At Least One Photo A Day

Photograph of a mountain goat
Portrait of a mountain goat.

Over the past few years I’ve combed through my photography catalogs and sifted out most of easily identifiable images that would make for a good stock photo. The original plan was to process at least 10 images a day for the stock portfolio. Presently I have at least 4,600 photos online for sale.

Here’s the thing though. I recently reorganized my photographs into one master Lightroom catalog, and what I’ve discovered is that I have saved about 312,000 images over the years. These are all images I decided to keep, meaning they are in focus and properly exposed, so they may be useful down the road.

Well, these days, it’s getting tedious to find the obviously better shots so I have resorted to sifting through my photographic subjects yet again, looking for the occasional photo that had gone unnoticed and subsequently never processed nor published. It being the dead of winter, I have settled on a goal of finding and processing at least one photograph per day. So far it’s working. I can still go to just about any year and subject directory and find a photo that I’ve glazed over.

Case in point, today. The photo I’m posting today turned up when I browsed through my 2013 mountain goat images. It’s been sitting there on the hard drive for 9 years, neglected by my eyes and editing software. Now it’s not the worlds best photo of a mountain goat, but it is a pretty nice portrait shot, in my style, and you get to see it fresh as if I took it yesterday. One of mountain goat 9, 340 master raw files of which I’ve only edited about 300 of these photos. The bottom line is that there are still a few nuggets of gold in my mountain goat collection. I just need to pick through them and find those nuggets.
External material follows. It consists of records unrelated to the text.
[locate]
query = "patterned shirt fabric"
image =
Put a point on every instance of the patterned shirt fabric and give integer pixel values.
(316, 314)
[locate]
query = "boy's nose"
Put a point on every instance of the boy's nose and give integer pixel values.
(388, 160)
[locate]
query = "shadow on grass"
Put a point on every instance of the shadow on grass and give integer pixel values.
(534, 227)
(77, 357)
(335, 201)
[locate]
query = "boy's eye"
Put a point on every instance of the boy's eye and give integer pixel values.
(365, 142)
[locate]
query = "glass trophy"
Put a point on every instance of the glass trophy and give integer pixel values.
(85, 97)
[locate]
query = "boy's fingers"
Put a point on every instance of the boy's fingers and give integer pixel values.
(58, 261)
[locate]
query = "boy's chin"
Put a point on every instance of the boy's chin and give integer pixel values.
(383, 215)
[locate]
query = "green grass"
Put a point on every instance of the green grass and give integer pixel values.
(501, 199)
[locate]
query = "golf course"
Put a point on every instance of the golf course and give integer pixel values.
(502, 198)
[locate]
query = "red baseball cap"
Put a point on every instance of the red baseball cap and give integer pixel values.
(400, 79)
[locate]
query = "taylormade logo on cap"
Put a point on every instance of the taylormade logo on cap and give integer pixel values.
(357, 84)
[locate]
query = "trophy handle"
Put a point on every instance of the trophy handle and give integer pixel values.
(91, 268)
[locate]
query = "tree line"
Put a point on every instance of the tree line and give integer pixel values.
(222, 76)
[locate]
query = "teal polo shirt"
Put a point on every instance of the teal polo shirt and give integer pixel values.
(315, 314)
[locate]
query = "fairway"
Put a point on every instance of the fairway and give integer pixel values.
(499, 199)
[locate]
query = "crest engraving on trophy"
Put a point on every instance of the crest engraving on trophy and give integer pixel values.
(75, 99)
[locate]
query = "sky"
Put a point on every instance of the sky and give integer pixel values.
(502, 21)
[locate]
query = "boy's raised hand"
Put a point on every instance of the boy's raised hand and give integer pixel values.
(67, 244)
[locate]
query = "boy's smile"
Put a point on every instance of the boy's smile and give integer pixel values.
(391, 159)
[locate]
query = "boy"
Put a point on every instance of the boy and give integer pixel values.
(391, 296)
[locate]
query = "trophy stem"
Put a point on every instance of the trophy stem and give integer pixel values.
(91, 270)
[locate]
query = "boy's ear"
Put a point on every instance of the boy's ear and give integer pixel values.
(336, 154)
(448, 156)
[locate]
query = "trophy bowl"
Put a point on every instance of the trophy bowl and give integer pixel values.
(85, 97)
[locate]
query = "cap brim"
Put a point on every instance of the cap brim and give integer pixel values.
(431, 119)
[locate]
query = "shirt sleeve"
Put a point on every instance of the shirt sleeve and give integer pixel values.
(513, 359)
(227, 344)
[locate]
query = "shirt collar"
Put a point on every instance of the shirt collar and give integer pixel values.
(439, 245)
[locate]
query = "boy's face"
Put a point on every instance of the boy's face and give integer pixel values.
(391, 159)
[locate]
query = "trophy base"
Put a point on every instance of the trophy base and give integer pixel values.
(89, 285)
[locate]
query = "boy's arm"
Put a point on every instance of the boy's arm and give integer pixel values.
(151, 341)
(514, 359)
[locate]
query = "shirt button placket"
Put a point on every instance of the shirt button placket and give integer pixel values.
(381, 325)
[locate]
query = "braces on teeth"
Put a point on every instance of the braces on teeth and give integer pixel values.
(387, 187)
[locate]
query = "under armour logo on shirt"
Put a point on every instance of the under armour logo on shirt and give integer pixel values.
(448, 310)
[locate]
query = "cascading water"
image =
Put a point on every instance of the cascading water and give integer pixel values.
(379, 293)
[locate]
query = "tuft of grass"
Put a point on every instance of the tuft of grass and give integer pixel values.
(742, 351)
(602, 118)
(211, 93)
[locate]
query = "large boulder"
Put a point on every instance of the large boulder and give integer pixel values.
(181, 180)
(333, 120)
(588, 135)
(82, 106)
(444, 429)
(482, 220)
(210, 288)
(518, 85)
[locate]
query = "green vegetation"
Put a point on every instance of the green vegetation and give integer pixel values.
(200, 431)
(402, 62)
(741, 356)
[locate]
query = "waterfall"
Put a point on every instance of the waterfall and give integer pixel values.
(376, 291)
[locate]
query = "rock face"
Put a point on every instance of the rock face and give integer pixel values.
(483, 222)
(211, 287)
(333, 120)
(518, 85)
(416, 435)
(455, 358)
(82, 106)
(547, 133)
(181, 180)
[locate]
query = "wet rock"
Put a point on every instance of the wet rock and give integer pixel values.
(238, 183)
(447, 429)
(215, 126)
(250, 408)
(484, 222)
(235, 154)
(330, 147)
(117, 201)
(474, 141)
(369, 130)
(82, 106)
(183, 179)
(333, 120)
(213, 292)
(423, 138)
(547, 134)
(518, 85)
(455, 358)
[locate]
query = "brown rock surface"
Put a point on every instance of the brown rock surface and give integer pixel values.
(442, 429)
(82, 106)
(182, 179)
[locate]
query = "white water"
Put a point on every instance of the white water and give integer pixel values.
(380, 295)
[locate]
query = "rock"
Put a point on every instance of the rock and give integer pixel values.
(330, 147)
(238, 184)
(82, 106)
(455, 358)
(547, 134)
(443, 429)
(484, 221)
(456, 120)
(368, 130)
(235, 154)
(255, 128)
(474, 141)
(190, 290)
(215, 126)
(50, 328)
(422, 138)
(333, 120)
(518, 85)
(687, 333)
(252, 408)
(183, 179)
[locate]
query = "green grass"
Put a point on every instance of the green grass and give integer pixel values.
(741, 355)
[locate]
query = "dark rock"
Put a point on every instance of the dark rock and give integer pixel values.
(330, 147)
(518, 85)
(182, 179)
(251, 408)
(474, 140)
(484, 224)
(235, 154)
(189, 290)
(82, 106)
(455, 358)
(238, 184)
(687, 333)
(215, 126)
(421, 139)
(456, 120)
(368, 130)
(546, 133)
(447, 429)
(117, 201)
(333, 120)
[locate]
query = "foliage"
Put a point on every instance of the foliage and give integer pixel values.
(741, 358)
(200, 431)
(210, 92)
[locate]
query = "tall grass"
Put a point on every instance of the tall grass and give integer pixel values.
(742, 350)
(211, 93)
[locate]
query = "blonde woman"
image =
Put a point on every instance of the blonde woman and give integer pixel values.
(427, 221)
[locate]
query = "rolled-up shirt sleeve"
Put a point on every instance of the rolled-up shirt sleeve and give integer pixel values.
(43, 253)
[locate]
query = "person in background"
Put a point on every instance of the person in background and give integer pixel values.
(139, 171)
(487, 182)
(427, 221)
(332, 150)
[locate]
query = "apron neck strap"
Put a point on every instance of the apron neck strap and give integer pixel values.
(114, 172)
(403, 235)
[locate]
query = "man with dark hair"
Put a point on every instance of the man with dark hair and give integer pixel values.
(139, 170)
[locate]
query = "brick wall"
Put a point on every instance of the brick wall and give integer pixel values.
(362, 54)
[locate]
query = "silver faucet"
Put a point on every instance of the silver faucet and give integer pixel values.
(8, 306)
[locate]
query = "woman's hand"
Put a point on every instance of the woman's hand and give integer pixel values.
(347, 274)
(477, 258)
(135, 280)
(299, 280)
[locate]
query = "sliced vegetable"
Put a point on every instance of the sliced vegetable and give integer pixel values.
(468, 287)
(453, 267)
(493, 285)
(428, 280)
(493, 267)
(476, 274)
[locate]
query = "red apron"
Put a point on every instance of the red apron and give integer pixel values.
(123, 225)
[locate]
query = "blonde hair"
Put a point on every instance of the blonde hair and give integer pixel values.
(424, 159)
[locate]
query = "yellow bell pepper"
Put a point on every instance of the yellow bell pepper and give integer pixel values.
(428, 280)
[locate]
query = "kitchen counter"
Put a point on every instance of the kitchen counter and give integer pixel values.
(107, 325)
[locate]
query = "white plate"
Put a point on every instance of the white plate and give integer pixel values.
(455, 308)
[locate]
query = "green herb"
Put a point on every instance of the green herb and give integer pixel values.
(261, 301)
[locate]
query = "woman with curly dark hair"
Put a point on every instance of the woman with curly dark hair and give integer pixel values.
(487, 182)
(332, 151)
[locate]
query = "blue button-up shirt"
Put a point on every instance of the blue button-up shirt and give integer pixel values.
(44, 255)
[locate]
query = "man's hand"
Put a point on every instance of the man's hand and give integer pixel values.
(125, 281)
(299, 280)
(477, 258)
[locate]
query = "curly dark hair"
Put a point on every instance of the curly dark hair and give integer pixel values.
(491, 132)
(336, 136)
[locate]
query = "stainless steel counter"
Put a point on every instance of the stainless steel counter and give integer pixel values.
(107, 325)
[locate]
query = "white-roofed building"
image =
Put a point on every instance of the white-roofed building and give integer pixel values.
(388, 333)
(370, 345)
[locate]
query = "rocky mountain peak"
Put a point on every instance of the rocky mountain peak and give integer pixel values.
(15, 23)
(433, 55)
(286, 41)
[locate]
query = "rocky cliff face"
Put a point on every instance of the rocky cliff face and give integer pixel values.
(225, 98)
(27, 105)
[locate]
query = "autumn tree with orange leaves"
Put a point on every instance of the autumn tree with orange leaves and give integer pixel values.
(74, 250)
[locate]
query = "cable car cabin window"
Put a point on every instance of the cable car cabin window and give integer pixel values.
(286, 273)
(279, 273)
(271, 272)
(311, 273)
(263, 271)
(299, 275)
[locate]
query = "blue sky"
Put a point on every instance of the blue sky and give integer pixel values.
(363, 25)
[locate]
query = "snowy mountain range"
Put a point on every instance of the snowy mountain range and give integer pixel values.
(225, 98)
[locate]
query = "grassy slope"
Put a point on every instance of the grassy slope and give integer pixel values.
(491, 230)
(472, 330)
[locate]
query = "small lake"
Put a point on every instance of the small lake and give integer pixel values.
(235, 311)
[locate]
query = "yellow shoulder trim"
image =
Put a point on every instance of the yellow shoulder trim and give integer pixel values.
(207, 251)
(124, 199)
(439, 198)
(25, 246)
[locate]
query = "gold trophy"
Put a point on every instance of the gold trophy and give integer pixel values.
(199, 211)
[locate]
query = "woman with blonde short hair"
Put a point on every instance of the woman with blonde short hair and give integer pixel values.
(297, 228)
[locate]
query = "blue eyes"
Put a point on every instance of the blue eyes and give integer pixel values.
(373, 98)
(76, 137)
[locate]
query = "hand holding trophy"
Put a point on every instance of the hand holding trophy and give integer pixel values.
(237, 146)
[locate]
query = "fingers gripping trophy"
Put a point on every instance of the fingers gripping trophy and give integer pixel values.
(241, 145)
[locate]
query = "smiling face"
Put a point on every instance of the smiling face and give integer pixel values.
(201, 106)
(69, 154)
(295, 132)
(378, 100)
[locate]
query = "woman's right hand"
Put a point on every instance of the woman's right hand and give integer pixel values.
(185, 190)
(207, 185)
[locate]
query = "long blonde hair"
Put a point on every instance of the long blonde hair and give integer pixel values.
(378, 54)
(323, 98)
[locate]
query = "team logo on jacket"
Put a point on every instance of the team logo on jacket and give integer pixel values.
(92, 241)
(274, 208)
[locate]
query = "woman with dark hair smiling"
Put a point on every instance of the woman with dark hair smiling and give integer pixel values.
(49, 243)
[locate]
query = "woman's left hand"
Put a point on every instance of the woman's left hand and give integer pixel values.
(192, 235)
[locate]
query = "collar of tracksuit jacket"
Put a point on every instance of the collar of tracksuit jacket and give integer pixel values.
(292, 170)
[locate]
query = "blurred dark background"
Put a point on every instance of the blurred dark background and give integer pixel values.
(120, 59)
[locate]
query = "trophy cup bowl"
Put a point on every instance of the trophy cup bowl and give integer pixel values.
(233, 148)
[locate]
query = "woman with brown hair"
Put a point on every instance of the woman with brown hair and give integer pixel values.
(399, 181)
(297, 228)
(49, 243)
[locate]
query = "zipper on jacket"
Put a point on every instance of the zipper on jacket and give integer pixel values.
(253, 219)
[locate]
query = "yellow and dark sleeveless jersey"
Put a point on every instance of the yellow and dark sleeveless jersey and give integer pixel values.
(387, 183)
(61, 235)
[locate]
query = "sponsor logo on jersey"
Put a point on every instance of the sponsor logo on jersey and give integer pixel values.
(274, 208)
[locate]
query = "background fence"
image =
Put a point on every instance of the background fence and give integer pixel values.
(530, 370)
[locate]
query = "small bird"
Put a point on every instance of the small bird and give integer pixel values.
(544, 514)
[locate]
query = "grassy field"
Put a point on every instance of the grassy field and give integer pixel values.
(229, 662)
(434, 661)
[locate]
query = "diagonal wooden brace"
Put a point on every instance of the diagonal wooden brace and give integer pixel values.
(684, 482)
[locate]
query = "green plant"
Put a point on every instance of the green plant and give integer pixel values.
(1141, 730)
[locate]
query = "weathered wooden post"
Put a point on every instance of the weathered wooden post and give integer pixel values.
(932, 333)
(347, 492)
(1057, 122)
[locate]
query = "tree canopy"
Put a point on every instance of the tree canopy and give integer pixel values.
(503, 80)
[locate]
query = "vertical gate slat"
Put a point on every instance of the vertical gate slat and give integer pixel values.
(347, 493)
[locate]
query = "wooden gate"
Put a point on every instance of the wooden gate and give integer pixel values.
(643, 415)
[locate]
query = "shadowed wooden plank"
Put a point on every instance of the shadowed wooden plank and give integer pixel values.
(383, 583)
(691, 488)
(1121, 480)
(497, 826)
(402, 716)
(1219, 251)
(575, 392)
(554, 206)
I use a color coding scheme to identify my stock photos. Specifically, I tag the published stock photos with the color purple. By looking through the sorted images, any image I find that hasn’t been assigned a purple color tag means that image hasn’t been edited. Easy-peasy once the catalog subjects are organized properly.

If this photo sells a dozen times over the next 5 years, it will have paid for the effort and the time I invested in editing it. It’s that simple.